An awkward interval of silence passed, in which they could hear Flora’s quiet ministrations with the tea.

“So, an observatory,” Twilight said. “Do you live here?”

“Of late we have,” Spy said. “I’ve got to go to town tomorrow to pick up a few things.” He smiled, his weary face lighting up and losing its years for a moment. “With the sky what it is…” He waved a hoof in the air, as if to say “I won’t ask you, I’m sure you get it all the time,” and continued. “It’s been rather hectic around town. But this… this place is a dream. My dream.”

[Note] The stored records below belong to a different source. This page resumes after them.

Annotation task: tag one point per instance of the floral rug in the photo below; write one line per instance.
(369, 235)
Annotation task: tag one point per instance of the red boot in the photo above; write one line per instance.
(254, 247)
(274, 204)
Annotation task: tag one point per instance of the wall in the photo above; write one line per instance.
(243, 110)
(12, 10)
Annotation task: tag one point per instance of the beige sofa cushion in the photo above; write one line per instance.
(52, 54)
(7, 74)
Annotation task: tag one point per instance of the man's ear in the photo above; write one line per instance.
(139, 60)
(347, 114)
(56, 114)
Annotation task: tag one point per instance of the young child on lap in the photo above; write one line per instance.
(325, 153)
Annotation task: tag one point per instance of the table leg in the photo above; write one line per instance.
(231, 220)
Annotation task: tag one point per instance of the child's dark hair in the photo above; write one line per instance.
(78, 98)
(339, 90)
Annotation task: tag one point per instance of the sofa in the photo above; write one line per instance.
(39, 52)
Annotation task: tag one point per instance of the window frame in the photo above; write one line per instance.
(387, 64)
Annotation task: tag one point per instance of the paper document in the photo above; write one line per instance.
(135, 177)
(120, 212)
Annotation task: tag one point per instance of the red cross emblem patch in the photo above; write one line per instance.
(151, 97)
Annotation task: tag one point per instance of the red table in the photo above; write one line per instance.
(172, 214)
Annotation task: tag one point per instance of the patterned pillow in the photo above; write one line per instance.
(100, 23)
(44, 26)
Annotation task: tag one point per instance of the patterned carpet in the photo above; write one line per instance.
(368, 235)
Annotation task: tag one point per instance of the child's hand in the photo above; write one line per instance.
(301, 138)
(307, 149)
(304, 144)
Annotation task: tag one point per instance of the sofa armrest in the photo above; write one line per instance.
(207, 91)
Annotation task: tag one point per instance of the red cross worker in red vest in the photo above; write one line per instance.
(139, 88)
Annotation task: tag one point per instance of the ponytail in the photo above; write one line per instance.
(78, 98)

“I never thought of that,” Rarity said. “It must be nice to have constant access to the night sky.”

“Weather permitting, of course,” he said, nodding. Flora entered the room with a tray of saucers and teacups on her back, and they each took one, thanking her politely. She repaired to the kitchen, and Spy didn’t stop her.

“She can sit with us,” Twilight said. “I don’t mind.”

“She’ll come,” Spy said.

“Hm. Have you discovered anything with the sky? Anything strange?” She paused, as if contemplating further discourse, but stopped where she had.

“Less than I expected.” He sipped his tea. “Sugar, anypony?”

“Five lumps for me, please!” Pinkie said.

“Ah’ll take one,” Big Mac said.

“But some things,” Twilight pressed. “Some things odd about the sky.”

“I can show you later, if you’d like,” Spy said. “I couldn’t really explain it to you. I’m not much of a… wordsmith, I suppose. Never was.”

Without asking permission from her father, and without him granting it, Flora reentered the room and sat at a distance from them, her eyes fixed on Vinyl.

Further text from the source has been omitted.